Vick also follows the food safety standards adopted by European supermarket chains.

“They’re a little more stringent in terms of food safety, and since we’ve always been food safety-oriented on this farm, it was a good fit,” he said.

American farmers are also investing in new equipment to help ensure uniform size and shape in the potatoes, which is important in Europe, said David Picha, a professor at the Louisiana State University Agricultural Center.

Americans have an advantage over rival farmers in countries like Israel, Egypt and South Africa, Picha said.

“We can provide a consistently high quality of sweet potatoes on a year-round basis, and that’s something very few countries can do,” he said. “The main buyers in Europe are the supermarkets, and that year-round consistency is what they’re looking for.”
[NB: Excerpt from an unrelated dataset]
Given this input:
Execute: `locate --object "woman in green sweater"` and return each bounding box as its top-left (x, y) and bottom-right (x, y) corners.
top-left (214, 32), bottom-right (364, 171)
But the biggest boost might have come from farmers’ recent promotions, which helped inform European consumers about the sweet potato, Picha said.

“Ten years ago, this was an undiscovered vegetable in Europe,” he said. “We’ve done a very good job of promoting it and building awareness of the flavor and nutritional value since then.”

The North Carolina Sweet Potato Commission, for example, has been holding promotions with European supermarkets in the past few years, with the most recent one in Sweden last May.

North Carolina, which grows about 47 percent of U.S. sweet potatoes, is one of the major American producers along with Louisiana, Mississippi and California.

“They’re still grown here and still popular here, but now we’re seeing them become popular with people all over,” said Sue Johnson-Langdon, the executive director of the North Carolina commission.

In the U.S., “value-added” products like sweet potato fries are helping put sweet potatoes on more plates, but not at a rate comparable to countries like Britain. Per capita American consumption slumped between the mid-1980s and 2003, when it began inching upward. It’s now just over 5 pounds a year.

All the marketing, new standards and new equipment help, but for farmers like Vick, the vegetable speaks for itself.

“Sweet potatoes have always been a popular vegetable in the South, but people in the North have always eaten them a lot, too,” he said. “I guess it just took a little while for the news to make it across the ocean.”